I recently found some time to take a second look at this, and I found that the performance issues were more comlex than that. In fact, there is an overhead for manipulating the DOM, but it's actually not too bad. Creating (and to a lesser extent deleting) DOM objects involves a much larger overhead. Also strange is that IE8 is much slower than IE6 for a lot of this DOM manipulation (probably because it's properly synchronized etc.).

So the correct way to create a scrolling background is not to restrict oneself to a single DOM call. Instead, to scroll a bunch of images, it's fastest to go through each image and move each one by an appropriate amount (by using = '?px'). It results in hundreds of DOM calls, but it's much faster than creating new images. I was thinking of creating some sort of complicated DOM hierarchy, so that I could move multiple images with a single DOM call, but that wasn't necessary--moving each image individually was sufficiently fast. Of course, you need to create new images and remove old ones as new areas come into view or move out of view, but the performance saved by creating fewer new HTML elements counteracts the cost of the extra DOM calls.
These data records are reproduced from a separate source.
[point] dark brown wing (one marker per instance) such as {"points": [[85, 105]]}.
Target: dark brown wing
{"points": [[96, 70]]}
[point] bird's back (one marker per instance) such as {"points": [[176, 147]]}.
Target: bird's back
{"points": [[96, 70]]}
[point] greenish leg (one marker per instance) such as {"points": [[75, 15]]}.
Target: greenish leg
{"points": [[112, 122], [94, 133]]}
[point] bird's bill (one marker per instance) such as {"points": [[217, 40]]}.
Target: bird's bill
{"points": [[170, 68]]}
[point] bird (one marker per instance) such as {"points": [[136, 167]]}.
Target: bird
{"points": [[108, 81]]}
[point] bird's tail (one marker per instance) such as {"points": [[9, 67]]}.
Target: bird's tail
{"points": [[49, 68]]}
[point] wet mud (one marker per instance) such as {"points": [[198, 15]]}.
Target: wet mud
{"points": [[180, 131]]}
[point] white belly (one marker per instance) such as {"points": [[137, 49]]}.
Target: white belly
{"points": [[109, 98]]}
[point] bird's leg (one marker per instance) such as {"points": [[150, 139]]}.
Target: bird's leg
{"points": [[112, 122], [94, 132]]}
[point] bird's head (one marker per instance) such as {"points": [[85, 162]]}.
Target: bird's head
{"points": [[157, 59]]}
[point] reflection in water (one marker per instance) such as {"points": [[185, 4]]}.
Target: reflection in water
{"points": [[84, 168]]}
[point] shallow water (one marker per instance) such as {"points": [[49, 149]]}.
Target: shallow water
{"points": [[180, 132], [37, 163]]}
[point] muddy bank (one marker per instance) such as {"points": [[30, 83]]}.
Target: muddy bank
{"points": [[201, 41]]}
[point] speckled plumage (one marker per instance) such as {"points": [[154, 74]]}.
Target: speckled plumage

So some quicky benchmarks reveal that when 100 moves of around 25 tiles, 128x128 in size, in 5 pixel increments take this amount of time (in milliseconds) :

IE8 with innerHTML complete refresh of all objects14563
Chrome with innerHTML complete refresh of all objects5843
FF3.5 with innerHTML complete refresh of all objects10918
IE8 with simple move elements around1919
Chrome with simple move elements around605
FF3.5 with simple move elements around1691
IE8 with simple move elements and reusing old elements1641

This means that it's probably possible to do simple games in IE8, so there's no immediate need to switch to using canvas and restricting oneself to non-IE browsers. I'm hoping that developers won't program their HTML5 games using only the canvas element because I think more traditional methods are sufficiently fast and more compatible. In fact, if I do move to use HTML5 features, I'm vaguely thinking of going with SVG, but I'll have to see how the performance evolves.